# Hot chickens in the summer???



## chickenlover118 (Feb 16, 2013)

I have 8 hens and 3 new pullets and in the summer time they get SOOO hot that they don't even come out. They just sit in the shade. They don't even seem to be drinking much water. What do I do for them to cool down a lil ??


Sent from my iPhone using Chicken Forum


----------



## robin416 (Sep 8, 2013)

Fans, mud puddles, shallow pans of water to stand in, misters. Also hose down the roof of the coop, that helps to reduce the temps inside.


----------



## chickenlover118 (Feb 16, 2013)

Thank you . I will
Try that


Sent from my iPhone using Chicken Forum


----------



## robin416 (Sep 8, 2013)

It can be a full time chore when it gets hot and humid. They seem to do a bit better when the humidity is not through the roof.


----------



## Fiere (Feb 26, 2014)

I have the ability to open windows and keep a cross breeze going in my coop. Works really well on hot days. I also incorporate all that Robin has suggested. I have a leaky garden hose with little pin holes in it that runs to the horse trough and the hens will stand in the mist.
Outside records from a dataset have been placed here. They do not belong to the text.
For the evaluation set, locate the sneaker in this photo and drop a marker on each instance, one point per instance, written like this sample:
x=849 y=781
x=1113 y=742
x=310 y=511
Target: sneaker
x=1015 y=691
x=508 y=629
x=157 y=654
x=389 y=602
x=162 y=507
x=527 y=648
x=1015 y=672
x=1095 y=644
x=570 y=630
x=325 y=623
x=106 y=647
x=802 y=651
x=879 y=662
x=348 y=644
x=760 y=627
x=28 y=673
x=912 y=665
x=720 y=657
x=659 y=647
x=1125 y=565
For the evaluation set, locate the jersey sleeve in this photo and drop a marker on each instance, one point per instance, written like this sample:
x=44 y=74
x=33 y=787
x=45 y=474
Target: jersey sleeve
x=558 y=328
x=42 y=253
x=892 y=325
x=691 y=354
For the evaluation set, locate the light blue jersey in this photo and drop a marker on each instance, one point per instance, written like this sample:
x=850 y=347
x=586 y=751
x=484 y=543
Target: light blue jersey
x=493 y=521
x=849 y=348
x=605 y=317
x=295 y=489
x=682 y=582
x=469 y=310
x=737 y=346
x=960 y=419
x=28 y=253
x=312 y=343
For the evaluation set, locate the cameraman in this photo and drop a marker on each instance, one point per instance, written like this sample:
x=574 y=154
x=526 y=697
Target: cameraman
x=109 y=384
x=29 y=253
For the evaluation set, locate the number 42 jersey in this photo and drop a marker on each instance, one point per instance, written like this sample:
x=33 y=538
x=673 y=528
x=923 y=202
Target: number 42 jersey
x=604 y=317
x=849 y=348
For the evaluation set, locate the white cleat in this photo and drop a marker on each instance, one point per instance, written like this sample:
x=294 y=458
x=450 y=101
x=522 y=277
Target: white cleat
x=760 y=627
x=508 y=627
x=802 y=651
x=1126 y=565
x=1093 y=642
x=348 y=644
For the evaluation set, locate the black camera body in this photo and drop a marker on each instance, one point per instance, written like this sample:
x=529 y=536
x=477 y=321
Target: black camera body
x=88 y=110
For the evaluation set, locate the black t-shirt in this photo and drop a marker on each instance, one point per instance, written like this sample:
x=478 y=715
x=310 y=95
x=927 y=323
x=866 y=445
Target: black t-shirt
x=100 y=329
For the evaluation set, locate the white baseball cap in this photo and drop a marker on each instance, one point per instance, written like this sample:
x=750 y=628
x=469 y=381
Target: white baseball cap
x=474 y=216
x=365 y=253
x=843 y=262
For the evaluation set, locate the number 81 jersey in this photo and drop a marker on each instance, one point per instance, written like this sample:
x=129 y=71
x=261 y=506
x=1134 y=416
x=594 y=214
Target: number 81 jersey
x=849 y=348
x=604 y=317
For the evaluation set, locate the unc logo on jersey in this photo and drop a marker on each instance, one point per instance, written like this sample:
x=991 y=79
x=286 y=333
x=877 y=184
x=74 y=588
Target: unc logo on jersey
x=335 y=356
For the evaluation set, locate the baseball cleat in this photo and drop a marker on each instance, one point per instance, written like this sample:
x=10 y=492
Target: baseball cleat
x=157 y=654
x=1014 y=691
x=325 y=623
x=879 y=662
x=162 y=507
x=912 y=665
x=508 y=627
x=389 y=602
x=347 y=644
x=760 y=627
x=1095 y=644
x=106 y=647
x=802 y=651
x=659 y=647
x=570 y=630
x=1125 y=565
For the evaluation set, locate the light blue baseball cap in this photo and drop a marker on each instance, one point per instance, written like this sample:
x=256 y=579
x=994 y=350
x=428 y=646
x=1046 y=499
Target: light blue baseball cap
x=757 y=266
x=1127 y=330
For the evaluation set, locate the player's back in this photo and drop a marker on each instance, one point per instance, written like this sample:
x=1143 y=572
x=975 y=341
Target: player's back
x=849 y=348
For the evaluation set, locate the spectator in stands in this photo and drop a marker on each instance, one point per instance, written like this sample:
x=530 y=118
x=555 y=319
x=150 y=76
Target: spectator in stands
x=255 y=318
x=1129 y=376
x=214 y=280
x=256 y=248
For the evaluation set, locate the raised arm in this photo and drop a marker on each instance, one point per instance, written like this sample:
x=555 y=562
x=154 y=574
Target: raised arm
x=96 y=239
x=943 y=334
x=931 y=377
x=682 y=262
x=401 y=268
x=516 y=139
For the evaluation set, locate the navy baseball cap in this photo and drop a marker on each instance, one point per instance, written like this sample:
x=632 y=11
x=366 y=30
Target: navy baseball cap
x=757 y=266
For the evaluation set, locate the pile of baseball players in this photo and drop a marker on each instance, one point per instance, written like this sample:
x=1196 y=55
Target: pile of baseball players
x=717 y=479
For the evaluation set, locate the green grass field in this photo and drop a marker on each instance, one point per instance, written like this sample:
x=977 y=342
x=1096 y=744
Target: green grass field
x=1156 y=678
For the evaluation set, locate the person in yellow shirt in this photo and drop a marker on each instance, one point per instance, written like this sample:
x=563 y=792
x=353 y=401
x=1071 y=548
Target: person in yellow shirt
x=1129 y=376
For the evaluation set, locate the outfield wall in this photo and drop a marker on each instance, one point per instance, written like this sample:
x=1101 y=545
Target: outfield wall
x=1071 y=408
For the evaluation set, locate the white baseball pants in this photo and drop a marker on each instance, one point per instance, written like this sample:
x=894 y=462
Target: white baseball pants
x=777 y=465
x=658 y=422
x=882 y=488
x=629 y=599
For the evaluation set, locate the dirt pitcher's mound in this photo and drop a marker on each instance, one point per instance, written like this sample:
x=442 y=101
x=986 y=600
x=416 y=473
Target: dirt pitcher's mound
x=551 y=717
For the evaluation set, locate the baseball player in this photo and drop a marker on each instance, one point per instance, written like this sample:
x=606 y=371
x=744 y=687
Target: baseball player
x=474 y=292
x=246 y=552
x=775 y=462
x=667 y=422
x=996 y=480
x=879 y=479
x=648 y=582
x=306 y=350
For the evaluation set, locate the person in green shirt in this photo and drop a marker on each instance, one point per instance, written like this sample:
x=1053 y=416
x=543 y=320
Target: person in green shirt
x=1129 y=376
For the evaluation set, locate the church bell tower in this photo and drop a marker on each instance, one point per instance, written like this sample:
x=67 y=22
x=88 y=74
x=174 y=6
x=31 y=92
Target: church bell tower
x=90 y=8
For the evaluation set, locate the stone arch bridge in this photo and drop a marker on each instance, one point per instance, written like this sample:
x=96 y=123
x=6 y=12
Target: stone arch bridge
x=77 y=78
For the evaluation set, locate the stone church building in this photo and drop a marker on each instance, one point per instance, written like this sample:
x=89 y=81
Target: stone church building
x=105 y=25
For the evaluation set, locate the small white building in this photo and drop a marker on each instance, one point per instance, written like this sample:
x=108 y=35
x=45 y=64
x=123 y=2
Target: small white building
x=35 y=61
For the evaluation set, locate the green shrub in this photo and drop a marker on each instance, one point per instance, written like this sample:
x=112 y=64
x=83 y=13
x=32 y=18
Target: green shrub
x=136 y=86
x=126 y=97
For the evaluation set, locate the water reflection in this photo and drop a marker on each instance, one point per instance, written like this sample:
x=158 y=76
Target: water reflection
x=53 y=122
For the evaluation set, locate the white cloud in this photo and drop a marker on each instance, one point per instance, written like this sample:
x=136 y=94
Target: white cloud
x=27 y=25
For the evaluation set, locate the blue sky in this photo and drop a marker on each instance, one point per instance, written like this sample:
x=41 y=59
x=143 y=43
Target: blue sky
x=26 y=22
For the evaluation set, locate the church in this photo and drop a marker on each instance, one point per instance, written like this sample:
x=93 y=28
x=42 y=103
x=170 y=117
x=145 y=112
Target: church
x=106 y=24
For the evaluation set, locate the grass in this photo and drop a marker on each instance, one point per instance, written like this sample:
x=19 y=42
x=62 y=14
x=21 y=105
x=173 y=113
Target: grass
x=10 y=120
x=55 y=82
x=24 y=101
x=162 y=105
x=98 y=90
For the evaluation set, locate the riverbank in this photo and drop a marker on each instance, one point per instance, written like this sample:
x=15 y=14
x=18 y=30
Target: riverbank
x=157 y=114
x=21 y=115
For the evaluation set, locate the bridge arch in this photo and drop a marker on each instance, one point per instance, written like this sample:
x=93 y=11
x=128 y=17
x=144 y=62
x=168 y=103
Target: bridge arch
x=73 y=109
Just to warn though, Thule you might think it's nice to wet the birds with cool water, I wouldn't. A little spritz is fine, but if they actually get wet, their bodies will heat the water up in their feathers and can increase the temp of the bird to dangerous levels. Much better to mist and let it evaporate than give a cool bath, as the after effects can be opposite what you are trying to achieve!


----------



## FarmRookie (Apr 18, 2013)

In nature, chickens have air conditioning in their homes.


----------



## hildar (Oct 3, 2013)

I wet areas under the trees and in the coop so they can lay down in the muddy areas. They enjoy it a lot. I also have a mister that helps in the coop, once it gets to be 90 in the coop, the mister will pop on for 2 minutes every hour, and they enjoy it.


----------



## back2simplelife (Jul 6, 2013)

It gets hot here too. Lots of vents, fans, misting system, water pans for their feet (pretty cute watching the hens line up and take turns!), Sand helps, spraying down the runs and grass around the coops. Also, on real hot days I put frozen 2 liter bottles all around the coops. They LOVE watermelon and frozen treats as well!


----------



## b_elms (Mar 23, 2014)

Here where I live it's already reach 110 :/ and for my birds getting them out of the coop is a must. They have a couple different shad spots they like. So what I like to do is wet the those spots REALLY good the night before. That way the ground will be nice and cool when they start digging there little spots in the shade. Lots of clean fresh waters. And I am new at the hole chicken thing. But I cut down on what I like to call the fat snacks  just let them do there thing. And if you have the option of a fan for them that's good to. I have even taken water bottles and froze them to put them in there water jugs. So I think just trying to give them options on how to cool off, and let them do what they feel is best for them. I have 3 birds that love to sit in the sprinklers. I have some that love for me to make little bird baths for them in the grass dirt and sand. Lol. There all so different it seems like. But water water and water some more with LOTS of shade seems to be working well for me so far. 


Sent from my iPhone using Chicken Forum


----------